Ever-conscious of their responsibility to live sustainably, LADA and the Banyabutumbi also recognize that reducing deforestation and localizing water resources mitigates their contribution to global warming.

“The Banyabutumbi can be said to be natural conservationists, as the use of their traditional methods in enhancing [their] livelihoods are interlinked with their culture and the environment,” says Mbabazi. “Due to [these] inter-linkages, the community can easily be involved in issues of conservation alongside other development partners working in the area.”

The involvement of all members of the community, what LADA calls a “bottom-up” approach to development, was key to the project’s success. The Banyabutumbi showed extraordinary dedication and solidarity in addressing their immediate needs, even through considerable hardship due to famine.  “We constructed rain water harvesting tanks at a time when the community lacked food, but as it was part of their contribution to provide lunch to masons, the people worked even harder so they could provide for their families and the masons working towards their community’s development,” says Mbabazi.
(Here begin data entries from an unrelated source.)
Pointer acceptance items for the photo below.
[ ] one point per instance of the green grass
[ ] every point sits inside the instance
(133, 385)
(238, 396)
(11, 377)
He says that allowing members of the community to direct and support their own projects creates a sense of project ownership and cultural solidarity that is essential to the success of any community development effort.

“Through this project, we have managed to bring them together to work for the common good, and in so doing they have had time to reflect on their culture, which was so fast eroding away due to integration with other communities,” says Mbabazi. He added that the Banyabutumbi often sang traditional songs while they worked on this project together.

Since their ancestral origins in the forest, the Banyabutumbi have been known throughout their region as rainmakers. During a long dry spell, they believe that some among them have the power to bring back the rain that sustains their land and their livelihoods. Having taken steps to ensure that when the rain does come it can sustain their community, the Banyabutumbi have cause to sing.